Judgment 1. This application by the various accused under Sections 435 and 439 of the Code of Criminal Procedure is directed against the order dated the 6th May, 1969 passed by the judicial Magistrate whereby he has refused to discharge the petitioners arid fixed certain date for framing charges against them. 2. In order to appreciate the point involved in this case it will be necessary to state briefly the facts. One Dinesh Pandey lodged first information report before the police on the 23rd June, 1967, alleging therein that while he was irrigating his land by water of the Government tube-well, the petitioners arrived there and forcibly diverted the water from the main channel to their Tola. Subsequently, when the petitioners returned to their village, Dinesh Pandey again opened the channel and began to irrigate his field. The petitioners again came there and assaulted Dinesh Pandey and his brother. After investigation the police submitted charge-sheet against the petitioners under Sec.147 of the Indian Penal Code (hereinafter referred to as the Code). On the 14th September, 1967, the Sub-divisional Magistrate took cognizance under Sec.147 of the Code and transferred the case to Bharokhara Gram Cutcherry as the offence was exclusively triable by it. He further directed the petitioners to appear before the Gram Cutcherry on the 29th September, 1967. On the 6th February, 1968 the informant filed a petition alleging therein that the police in connivance with the petitioners had tried to make out a case under Sec.147 although clear offence under Sec.148 had been committed by the accused. Since the offence under Sec.148 is not triable by the Gram Cutcherry, the informant further prayed in the said petition that the case, which was transferred to the Gram Cutcherry, may be recalled and be transferred to some Judicial Magistrate for disposal. From the order sheet dated the 13th February, 1968, it transpires that the Sub-divisional Magistrate ordered that the application should be put up along with the record on the 26th February, 1968. Ultimately on the 28th August 1968 he passed an order whereby he recalled the case from the Gram Cutcherry and transferred it for disposal to Mr. Ram Janam Singh, Munsif Magistrate, Subsequently it was transferred to Shri G. D. Mishra Judicial Magistrate. 3. On the 1st May, 1969, the petitioners filed a petition before Mr.

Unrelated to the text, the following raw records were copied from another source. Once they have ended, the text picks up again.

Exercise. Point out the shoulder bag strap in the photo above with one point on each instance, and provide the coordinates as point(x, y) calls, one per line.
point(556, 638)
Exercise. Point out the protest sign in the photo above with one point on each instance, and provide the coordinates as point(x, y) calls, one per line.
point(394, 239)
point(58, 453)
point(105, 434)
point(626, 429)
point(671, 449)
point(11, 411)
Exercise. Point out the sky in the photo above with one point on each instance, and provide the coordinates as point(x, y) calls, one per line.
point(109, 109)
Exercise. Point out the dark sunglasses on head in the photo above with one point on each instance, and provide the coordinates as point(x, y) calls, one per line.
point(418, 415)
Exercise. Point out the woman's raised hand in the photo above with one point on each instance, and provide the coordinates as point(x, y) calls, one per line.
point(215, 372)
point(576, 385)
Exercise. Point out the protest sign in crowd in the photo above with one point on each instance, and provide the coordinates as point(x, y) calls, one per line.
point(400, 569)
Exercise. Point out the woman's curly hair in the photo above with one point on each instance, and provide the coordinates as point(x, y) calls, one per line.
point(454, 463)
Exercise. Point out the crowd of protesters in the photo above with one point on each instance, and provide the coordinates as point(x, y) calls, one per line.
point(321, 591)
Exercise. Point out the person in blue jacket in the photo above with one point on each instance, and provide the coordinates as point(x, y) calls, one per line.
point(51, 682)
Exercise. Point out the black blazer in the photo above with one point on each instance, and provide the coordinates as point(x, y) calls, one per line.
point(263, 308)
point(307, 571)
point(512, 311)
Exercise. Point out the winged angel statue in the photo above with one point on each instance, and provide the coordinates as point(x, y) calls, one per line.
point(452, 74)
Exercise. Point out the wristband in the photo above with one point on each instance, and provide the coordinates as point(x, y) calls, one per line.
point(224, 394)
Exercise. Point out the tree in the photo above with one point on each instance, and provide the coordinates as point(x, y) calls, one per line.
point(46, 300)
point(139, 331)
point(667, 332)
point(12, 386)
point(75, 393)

Ultimately on the 28th August 1968 he passed an order whereby he recalled the case from the Gram Cutcherry and transferred it for disposal to Mr. Ram Janam Singh, Munsif Magistrate, Subsequently it was transferred to Shri G. D. Mishra Judicial Magistrate. 3. On the 1st May, 1969, the petitioners filed a petition before Mr. G. D. Mishra, alleging therein that the police had submitted charge-sheet against the petitioners only under Sec.147 and the cognizance was also taken by the Sub-divisional Magistrate under that very section, which is exclusively triable by the Gram Cutcherry as provided under Sections 62 and 68 of the Bihar Panchayat Raj Act, 1947 , (hereinafter referred to as the Act). The sub-divisional Magistrate after having transferred the case to the Gram Cutcherry for disposal had no jurisdiction to recall it by order dated the 28th August, 1968, without cancelling its jurisdiction, as required under Section 70 of the Act. Therefore, the order passed by the Sub-divisional Magistrate on the 28th August, 1968, was without jurisdiction. On the basis of the said order the trial of the petitioners before Mr. G. D. Mishra would be also without jurisdiction. In that view of the matter the petitioners prayed that they should be discharged. After hearing the parties the learned Magistrate passed the impugned order. 4. Mr. Thakur Prasad, learned counsel appearing on behalf of the petitioner, has challenged the impugned order and raised chiefly two points for consideration by this Court. They are : (i) when the police submitted charge-sheet against the petitioner only under Sec.147, the petitioners could not have been tried by the judicial Magistrate as the offence under that section is exclusively triable by the Gram Cutcherry as provided by Sections 62 and 68 of the Act; and (ii) when the Sub-divisional Magistrate sent the case to the Gram Cutcherry by order dated the 14th September, 1967, he could not have recalled the same by his subsequent order dated the 28th August, 1968, without assigning any reasons as required under S. 70 of the Act. 5. I will take up for consideration point no. (i) first. It is conceded that the offence under Sec.147 of the Code is exclusively triable by the Gram Cutcherry as provided under Sections 62 and 68 of the Act.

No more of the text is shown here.